A reference of North Dakota Eviction Laws, and steps of the North Dakota eviction process for landlords and renters, updated 2021.
- What are the reasons for eviction under North Dakota eviction laws?
- Non-payment of rent (N.D. Cent. Code §47-32-01)
- Violation of a material lease term (N.D. Cent. Code §47-32-01)
- Wrongful possession of property or force of threat (N.D. Cent. Code §47-32-01)
- The tenant remains in possession of the rental property after the lease term without the landlord’s permission (N.D. Cent. Code §47-32-01)
- What notice do North Dakota eviction laws require that landlords provide tenants before starting the eviction process?
- For evictions based on non-payment of rent, the landlord must provide a 3-day notice. (N.D. Cent. Code §47-32-01).
- For evictions based on a violation of a material lease term, the landlord must provide a 3-day notice. (N.D. Cent. Code §47-32-01).
- For evictions based on wrongful possession of the property or the force of threat, no notice is required. (N.D. Cent. Code §47-32-01)
- Do North Dakota eviction laws allow landlords to use “self-help eviction” methods, such as locking a tenant out of the rental unit or shutting off the utilities?
- No. North Dakota law prohibits self-help measures and a tenant can recover triple their damages if a landlord takes such action. (N.D. Cent. Code § 32-03-29).
North Dakota Eviction Process: Step-by-Step
The eviction process in North Dakota involves the following steps:
- The landlord serves the eviction notice. The landlord must serve an eviction notice on the tenant that has sufficient information about why the tenant is being evicted and what they can do to avoid eviction, if possible.
- The landlord files an eviction lawsuit. The tenant can respond to the notice by paying the late rent, curing the violation, or moving out of the property. If the tenant fails to do any of these, the landlord can begin the eviction process in North Dakota by filing the following documents:
- Eviction complaint – This document sets out the reasons for the eviction and asks the court for the applicable relief.
- Eviction summons – This document notifies the tenant that legal action is being taken against them. The summons states the hearing date.
- Affidavit of identification – This document sets out the personal information for the landlord and the tenant and indicates whether the tenant is in the military.
- Statement of costs & disbursements – This document states the damages the landlord has incurred and wants the tenant to pay for.
The landlord pays a filing fee and is responsible for serving the tenant with the documents.
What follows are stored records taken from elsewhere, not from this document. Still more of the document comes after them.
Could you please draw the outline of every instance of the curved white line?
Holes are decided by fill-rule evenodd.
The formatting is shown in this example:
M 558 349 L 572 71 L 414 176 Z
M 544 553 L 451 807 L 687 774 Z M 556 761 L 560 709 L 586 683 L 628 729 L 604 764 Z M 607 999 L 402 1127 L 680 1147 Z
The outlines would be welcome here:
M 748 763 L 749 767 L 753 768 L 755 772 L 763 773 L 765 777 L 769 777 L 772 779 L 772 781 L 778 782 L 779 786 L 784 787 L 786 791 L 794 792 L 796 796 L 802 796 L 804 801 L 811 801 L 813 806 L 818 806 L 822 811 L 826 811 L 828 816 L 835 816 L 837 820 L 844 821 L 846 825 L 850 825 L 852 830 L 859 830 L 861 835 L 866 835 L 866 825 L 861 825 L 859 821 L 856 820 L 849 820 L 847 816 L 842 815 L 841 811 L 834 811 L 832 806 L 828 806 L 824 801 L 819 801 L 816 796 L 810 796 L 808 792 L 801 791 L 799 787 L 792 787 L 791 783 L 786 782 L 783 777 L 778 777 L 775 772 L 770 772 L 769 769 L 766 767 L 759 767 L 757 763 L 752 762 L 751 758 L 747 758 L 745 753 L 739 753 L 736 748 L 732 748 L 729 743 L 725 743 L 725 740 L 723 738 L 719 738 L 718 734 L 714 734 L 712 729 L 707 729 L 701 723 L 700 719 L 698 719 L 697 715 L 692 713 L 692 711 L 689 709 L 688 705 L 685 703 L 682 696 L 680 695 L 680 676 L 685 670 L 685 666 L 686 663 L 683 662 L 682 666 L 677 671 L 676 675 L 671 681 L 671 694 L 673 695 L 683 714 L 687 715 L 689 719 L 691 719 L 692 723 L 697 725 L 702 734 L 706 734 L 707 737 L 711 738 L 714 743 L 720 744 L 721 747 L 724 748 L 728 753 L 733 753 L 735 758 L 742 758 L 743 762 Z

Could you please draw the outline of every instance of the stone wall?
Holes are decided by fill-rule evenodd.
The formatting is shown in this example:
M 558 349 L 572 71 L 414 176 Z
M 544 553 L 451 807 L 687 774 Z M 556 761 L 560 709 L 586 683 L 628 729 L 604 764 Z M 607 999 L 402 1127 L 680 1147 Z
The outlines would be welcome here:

- The parties attend the court hearing. The parties attend the court hearing and present their case. The court rules in one of the parties’ favor.
4. The landlord requests a writ of possession. If the tenant does not move out after a judgment is made against them, the landlord can request a writ of possession. This gives the sheriff the legal right to forcibly remove the tenant from the rental property.